The Ministry of National Defense announced Tuesday that South Korea and the United States will conduct joint military exercises from April 1. The Key Resolve and Foal Eagle drills were delayed until after the PyeongChang Winter Olympics so as not to provoke North Korea during the Games.

The Key Resolve drill — a command post exercise based on computer simulations — will be carried out for two weeks from mid-April, while the Foal Eagle exercise — a combined field training exercise conducted by the two nations’ armed forces under the auspices of the Combined Forces Command — will go on for a month from April 1. The ministry said that the number of U.S. soldiers joining the two military exercises will be similar to previous years.

It is fortunate that the two allies agreed to stage the annual drills on the same level as in the past despite growing concerns that the Moon Jae-in administration would try to downscale the exercises ahead of Moon’s summit with North Korean leader Kim Jong-un in April and U.S. President Donald Trump’s subsequent summit with Kim.

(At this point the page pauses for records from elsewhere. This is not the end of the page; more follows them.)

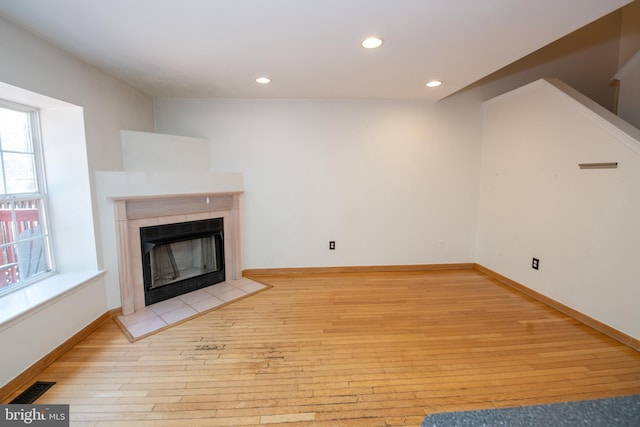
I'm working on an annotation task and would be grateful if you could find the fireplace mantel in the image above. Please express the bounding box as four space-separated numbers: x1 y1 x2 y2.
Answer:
110 192 242 315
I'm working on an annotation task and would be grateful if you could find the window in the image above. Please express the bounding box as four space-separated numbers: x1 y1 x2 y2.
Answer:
0 101 53 294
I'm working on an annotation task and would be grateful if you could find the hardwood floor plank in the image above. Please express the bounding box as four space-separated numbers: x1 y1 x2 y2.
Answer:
5 269 640 427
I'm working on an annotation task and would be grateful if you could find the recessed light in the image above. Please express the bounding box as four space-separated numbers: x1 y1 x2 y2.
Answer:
360 37 383 49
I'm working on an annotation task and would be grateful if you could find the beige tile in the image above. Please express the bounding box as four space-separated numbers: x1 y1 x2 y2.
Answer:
118 307 158 327
191 296 225 313
148 297 188 317
178 289 211 305
159 304 198 325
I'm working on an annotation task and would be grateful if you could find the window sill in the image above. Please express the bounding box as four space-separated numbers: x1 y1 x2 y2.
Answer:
0 270 104 330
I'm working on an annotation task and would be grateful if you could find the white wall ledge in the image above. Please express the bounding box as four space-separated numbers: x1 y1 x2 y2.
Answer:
0 270 104 331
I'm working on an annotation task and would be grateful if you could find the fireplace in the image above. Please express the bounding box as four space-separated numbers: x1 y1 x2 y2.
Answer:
109 192 242 316
140 218 225 305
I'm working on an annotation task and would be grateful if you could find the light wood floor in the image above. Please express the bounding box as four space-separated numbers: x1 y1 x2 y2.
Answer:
8 270 640 427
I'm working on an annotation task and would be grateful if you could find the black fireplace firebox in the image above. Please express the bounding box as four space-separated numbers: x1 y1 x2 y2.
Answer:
140 218 225 305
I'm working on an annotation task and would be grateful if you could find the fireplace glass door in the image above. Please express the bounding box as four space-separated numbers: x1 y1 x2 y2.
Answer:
140 218 225 305
150 236 223 289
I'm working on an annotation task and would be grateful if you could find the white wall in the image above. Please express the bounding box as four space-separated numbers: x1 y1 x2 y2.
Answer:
155 98 481 269
0 19 153 392
477 81 640 338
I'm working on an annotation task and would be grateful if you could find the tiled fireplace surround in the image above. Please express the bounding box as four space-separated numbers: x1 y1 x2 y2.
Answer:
111 192 242 316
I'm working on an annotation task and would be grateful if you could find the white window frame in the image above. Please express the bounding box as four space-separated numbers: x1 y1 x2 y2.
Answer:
0 99 56 296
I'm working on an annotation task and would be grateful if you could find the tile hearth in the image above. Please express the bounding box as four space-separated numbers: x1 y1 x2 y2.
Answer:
116 277 269 342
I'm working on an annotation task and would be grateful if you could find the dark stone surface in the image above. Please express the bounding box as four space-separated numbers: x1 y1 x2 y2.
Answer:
422 395 640 427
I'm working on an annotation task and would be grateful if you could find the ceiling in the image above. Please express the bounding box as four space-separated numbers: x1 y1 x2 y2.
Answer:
0 0 631 100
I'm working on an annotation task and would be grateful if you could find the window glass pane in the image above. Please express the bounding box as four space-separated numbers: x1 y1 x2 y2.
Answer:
0 162 7 194
0 199 51 291
0 108 33 153
3 152 38 194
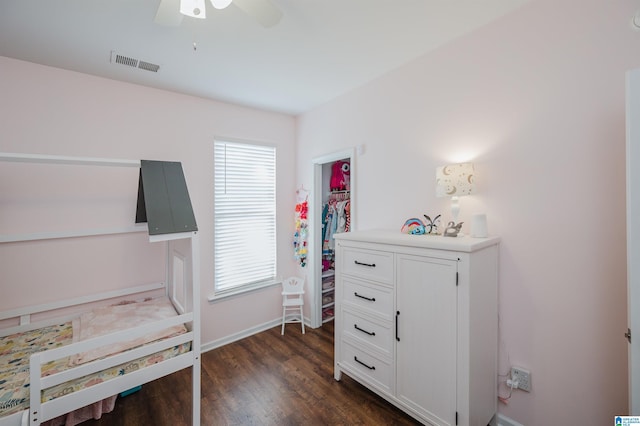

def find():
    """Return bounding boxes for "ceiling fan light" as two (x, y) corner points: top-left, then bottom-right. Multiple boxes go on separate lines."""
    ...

(180, 0), (207, 19)
(211, 0), (233, 9)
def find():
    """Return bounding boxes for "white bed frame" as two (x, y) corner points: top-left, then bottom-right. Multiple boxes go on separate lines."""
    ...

(0, 153), (201, 426)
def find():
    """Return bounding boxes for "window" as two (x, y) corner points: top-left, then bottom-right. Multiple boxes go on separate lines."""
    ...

(214, 141), (276, 296)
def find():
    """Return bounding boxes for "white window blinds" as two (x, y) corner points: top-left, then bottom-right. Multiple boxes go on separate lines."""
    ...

(214, 141), (276, 295)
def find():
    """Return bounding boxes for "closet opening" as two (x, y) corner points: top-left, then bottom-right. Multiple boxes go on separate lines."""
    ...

(309, 149), (355, 328)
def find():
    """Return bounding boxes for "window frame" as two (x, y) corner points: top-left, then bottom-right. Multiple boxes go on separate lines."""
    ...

(209, 138), (280, 301)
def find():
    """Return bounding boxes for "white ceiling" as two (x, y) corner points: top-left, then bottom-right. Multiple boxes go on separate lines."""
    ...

(0, 0), (530, 115)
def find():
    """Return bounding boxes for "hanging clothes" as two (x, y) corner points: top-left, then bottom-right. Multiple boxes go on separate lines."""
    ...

(293, 187), (309, 268)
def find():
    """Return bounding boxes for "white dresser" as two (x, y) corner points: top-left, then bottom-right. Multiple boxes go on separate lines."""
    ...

(334, 231), (500, 426)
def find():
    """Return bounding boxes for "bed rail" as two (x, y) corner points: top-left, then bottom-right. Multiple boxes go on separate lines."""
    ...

(29, 313), (197, 424)
(0, 282), (166, 328)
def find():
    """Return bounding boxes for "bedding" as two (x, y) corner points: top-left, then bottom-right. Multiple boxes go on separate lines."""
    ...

(0, 298), (191, 417)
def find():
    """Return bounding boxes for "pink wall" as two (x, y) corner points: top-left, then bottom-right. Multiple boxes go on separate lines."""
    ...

(297, 0), (640, 425)
(0, 57), (296, 344)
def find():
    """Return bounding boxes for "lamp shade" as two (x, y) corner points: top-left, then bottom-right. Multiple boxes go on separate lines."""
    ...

(436, 163), (476, 197)
(180, 0), (207, 19)
(211, 0), (232, 9)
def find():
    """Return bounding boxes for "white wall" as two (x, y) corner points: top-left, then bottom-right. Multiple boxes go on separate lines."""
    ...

(0, 57), (296, 344)
(297, 0), (640, 426)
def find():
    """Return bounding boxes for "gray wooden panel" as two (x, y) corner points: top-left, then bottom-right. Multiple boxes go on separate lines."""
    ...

(136, 160), (198, 235)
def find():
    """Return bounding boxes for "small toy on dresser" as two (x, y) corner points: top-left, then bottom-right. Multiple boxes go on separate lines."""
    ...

(444, 221), (464, 237)
(400, 214), (440, 235)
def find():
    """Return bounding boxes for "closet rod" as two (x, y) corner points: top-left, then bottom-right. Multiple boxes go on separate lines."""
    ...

(0, 152), (140, 167)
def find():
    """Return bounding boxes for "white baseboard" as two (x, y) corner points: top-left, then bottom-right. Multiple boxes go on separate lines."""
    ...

(200, 317), (309, 353)
(497, 414), (524, 426)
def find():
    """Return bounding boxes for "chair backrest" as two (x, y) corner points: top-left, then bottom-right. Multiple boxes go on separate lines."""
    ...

(282, 277), (304, 294)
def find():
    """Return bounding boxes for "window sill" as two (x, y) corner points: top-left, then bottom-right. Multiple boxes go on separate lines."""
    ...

(207, 279), (282, 303)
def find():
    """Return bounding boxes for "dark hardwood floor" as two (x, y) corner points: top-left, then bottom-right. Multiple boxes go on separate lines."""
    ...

(84, 322), (419, 426)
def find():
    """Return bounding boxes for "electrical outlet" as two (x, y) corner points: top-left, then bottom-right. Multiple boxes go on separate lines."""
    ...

(511, 367), (531, 392)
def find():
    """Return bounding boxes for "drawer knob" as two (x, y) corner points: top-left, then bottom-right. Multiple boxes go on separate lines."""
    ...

(353, 291), (376, 302)
(353, 356), (376, 370)
(353, 324), (376, 336)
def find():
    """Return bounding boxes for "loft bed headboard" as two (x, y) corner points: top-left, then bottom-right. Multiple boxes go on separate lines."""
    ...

(0, 152), (199, 332)
(0, 152), (201, 426)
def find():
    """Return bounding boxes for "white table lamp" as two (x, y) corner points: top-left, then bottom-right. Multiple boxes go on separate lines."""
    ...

(436, 163), (476, 224)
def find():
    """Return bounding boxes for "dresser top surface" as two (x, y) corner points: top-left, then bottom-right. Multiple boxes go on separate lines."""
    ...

(334, 229), (500, 253)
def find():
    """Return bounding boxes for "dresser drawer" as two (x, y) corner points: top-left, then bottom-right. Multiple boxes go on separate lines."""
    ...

(341, 340), (393, 393)
(341, 277), (393, 321)
(342, 309), (394, 357)
(340, 247), (393, 284)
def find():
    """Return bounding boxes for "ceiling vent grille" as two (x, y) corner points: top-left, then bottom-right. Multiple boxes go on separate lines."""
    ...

(111, 50), (160, 72)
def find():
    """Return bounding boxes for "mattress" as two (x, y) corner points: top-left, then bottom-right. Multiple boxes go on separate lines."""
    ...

(0, 298), (191, 417)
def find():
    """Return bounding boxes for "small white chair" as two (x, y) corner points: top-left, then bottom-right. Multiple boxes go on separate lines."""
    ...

(280, 277), (304, 335)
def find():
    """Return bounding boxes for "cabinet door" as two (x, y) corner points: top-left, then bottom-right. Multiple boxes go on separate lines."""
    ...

(396, 254), (457, 425)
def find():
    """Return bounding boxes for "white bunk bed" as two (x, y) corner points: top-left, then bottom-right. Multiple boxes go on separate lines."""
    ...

(0, 153), (201, 426)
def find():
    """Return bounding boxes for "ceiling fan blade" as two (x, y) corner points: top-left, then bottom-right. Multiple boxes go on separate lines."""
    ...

(154, 0), (183, 27)
(232, 0), (282, 28)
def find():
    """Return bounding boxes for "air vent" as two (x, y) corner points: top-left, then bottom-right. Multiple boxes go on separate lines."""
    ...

(111, 50), (160, 72)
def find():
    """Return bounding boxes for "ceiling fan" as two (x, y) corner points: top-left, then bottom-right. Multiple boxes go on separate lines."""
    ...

(154, 0), (282, 28)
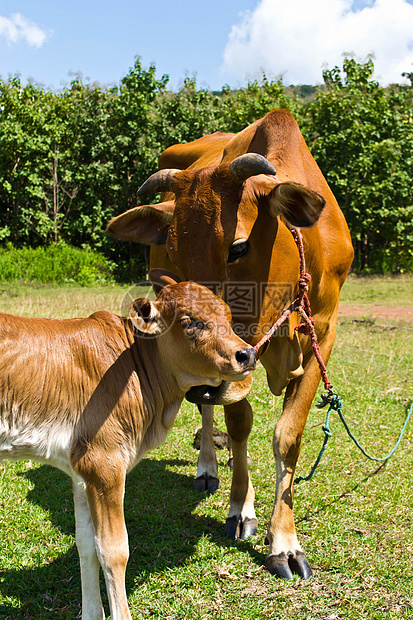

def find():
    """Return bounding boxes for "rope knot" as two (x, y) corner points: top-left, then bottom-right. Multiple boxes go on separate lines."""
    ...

(321, 424), (333, 437)
(298, 273), (311, 292)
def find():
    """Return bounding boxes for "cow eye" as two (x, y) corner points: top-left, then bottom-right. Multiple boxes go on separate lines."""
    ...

(179, 316), (205, 337)
(227, 239), (248, 263)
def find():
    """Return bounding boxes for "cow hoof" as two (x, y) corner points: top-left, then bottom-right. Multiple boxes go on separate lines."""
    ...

(289, 551), (313, 579)
(265, 551), (313, 579)
(225, 516), (258, 540)
(195, 473), (219, 493)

The ministry’s announcement reaffirms that South Korea and America will continue to put maximum pressure on North Korea until they achieve the goal of denuclearization.

However, some aspects of the drills have changed. First of all, the period of the Foal Eagle exercise was cut in half from the usual two months to one month. The defense ministry explained that the two allies will conduct the drill in a concentrated way.

But the liberal administration cannot avoid the suspicion that it is trying not to provoke Pyongyang. U.S. aircraft carriers and nuclear submarines will not participate in the drill this time. Surprisingly, what Defense Minister Song Young-moo told U.S. Pacific Fleet Commander Adm. Scott Swift proved true. On March 8, Song half-jokingly said to Swift, “You don’t have to bring such equipment as nuclear submarines to the Korean Peninsula this time.” Strategic assets like aircraft carriers and nuclear submarines are what North Korea is most afraid of.

The government should not bend over backwards to please North Korea when Seoul and Pyongyang have not even established a basic framework for denuclearization.

A group of local civic groups are trying to set up a committee to nominate Moon for the Nobel Peace Prize. That’s like counting your chickens before they hatch. The government must maintain a strong position and not go wobbly on us now.